Helen Clark labeled her as one of New Zealand’s ‘haters and wreckers’; she’s friends with Hone Harawira; in 2008 the Listener declared her to be the third most powerful New Zealander in the law field; she’s represented Tame Iti against police charges such as terrorism; she’s the darling of many leftists, anarchist and liberals; she’s a strong critic of Labour’s Foreshore and Seabed legislation, and this year she will be presenting the prestigious Bruce Jesson Memorial Lecture at the University of Auckland. Annette Sykes' lecture topic will be ‘The Politics of the Brown Table’. This sounds like a very appropriate topic for analysis in 2010, especially with the Treaty Settlements supposedly coming towards an end, the foreshore and seabed issue being ‘fixed’, and the Maori Party’s internal contradictions being resolved in favour of a Maori elite. Unfortunately, Sykes is actually more of a nationalist than a leftist, and so her analysis will not be a progressive one, but a Maori Nationalist one, which has little real connection with anything leftwing, and certainly nothing that Bruce Jesson would have had anything in common with. [Read more below]
Sykes has been labeled the ‘respectable face of Maori nationalism’ by fellow nationalist Mike Smith, but it seems that he only means ‘respectable’ in the sense of her playing a leading part in diverting the Maori protest movement into a legalistic and Treaty-based vehicle for social and political change. Back in the 1970s a truly grass-roots protest movement was rising and groups like Nga Tamatoa were a real challenge to the status quo (with a strong socialist current), but the movement soon got sidelined into biculturalism and Treaty politics – and most significantly a new-found appreciation for using the ‘respectable’ route of the legal system to bring about change. Sykes became a key part of this elite-direction.
Property rights became the rallying cry, and the politics of equality was largely left behind, along with any other meaningful anti-capitalism or desire for total social change. This route ended up in the absurd dead-end of nationalism, which means that Sykes now talks endlessly about iwi as ‘tribal nations’ that should enjoy ‘government-to government relationships with the New Zealand Government’ (see: Annette Sykes: The Sovereignty Debate? Has it been silenced?).
When she’s not being a lawyer - she's a Partner in a law firm, as well as a director for numerous companies - these days Sykes seems to put much of her political energy into promoting Maori business. For instance, during the Matariki festivities this year she was the host of the ‘Leading Maori Businesspeople Front Economic Sustainability Forum’ dealing with the fruits of the Treaty settlements in helping Maori business. Of course, she’s also been involved in the Maori Party, albeit aligned with the more marginal Hone Harawira.

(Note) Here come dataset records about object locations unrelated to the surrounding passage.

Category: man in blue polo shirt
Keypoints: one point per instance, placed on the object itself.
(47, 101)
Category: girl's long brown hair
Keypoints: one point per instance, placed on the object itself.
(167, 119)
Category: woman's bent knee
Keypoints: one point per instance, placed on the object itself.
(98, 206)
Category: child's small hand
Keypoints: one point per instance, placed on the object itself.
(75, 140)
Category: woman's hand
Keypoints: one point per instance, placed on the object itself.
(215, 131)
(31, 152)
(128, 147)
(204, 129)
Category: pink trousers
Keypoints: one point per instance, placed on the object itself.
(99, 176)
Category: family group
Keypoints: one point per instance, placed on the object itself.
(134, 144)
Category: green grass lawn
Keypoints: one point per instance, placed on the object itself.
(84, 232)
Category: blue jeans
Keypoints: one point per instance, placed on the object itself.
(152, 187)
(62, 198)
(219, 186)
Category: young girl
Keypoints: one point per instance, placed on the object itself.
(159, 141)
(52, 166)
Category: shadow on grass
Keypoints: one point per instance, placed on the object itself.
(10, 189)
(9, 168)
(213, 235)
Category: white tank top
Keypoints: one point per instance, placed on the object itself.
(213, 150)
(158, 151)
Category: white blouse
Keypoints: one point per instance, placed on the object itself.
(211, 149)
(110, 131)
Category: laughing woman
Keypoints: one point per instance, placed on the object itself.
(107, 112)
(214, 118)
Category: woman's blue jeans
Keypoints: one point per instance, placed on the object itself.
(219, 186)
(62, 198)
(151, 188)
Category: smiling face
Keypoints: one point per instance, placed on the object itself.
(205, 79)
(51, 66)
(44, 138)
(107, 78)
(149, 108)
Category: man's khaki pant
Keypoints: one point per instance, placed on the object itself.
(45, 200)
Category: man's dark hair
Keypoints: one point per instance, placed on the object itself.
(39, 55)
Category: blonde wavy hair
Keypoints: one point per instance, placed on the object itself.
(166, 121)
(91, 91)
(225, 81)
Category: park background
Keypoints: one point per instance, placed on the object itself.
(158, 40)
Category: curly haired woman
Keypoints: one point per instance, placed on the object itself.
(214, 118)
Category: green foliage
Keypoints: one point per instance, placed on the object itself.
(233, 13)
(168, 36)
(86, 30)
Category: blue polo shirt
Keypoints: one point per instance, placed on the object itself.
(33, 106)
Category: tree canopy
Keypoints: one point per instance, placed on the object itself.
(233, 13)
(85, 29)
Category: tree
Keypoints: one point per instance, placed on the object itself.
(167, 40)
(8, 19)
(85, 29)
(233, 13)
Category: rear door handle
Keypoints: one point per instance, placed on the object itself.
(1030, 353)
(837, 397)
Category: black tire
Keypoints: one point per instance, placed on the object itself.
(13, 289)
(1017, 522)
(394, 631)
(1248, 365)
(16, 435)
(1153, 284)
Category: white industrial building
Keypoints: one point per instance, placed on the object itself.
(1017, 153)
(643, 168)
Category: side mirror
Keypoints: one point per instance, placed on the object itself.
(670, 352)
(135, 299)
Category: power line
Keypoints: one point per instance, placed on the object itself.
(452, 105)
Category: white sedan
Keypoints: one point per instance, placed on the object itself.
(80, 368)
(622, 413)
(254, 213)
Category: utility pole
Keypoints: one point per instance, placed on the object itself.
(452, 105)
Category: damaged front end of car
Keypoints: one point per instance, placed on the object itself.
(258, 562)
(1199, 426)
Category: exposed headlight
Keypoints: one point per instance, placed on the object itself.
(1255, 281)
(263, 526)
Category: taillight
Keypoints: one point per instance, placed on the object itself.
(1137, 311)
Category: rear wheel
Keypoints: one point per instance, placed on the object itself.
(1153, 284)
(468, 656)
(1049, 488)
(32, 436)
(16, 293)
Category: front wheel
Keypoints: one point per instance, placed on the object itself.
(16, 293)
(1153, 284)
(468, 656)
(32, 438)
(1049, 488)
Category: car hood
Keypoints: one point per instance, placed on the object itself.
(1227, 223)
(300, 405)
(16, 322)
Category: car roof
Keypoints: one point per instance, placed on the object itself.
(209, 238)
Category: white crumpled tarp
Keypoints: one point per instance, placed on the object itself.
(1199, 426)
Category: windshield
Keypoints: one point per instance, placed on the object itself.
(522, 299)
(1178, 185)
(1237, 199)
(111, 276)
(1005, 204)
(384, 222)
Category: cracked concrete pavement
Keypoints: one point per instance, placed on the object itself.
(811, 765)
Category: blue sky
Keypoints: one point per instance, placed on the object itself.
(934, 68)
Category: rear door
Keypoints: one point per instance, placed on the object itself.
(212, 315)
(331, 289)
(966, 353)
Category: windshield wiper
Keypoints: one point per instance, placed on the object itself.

This new-found ‘respectability’ doesn’t necessarily mean that Sykes has ‘sold out’ or become part of the Establishment. Nor does it mean that she has nothing interesting or insightful to say. She is, after all, a useful critic of the mainstream of Maoridom. For instance, she has been the most severe critic of the powerful new Iwi Leadership Group. This is what she’s recently said about the group:
The [Iwi Leadership Group] are corporate Maori. They're not ordinary Maori. They're the corporate entities, so what they [the Government] are doing is they're setting up a sounding board of corporate Maori. That is by no means an inclusive approach to the Maori position.
Sykes actually also advocates a democratic alternative to the Iwi Leadership Group – one that would involve ‘delegates to be elected from within Maori seats - largely drawn on tribal lines - at each general election’. So, I’m sure there will be some useful and interesting elements to her analysis.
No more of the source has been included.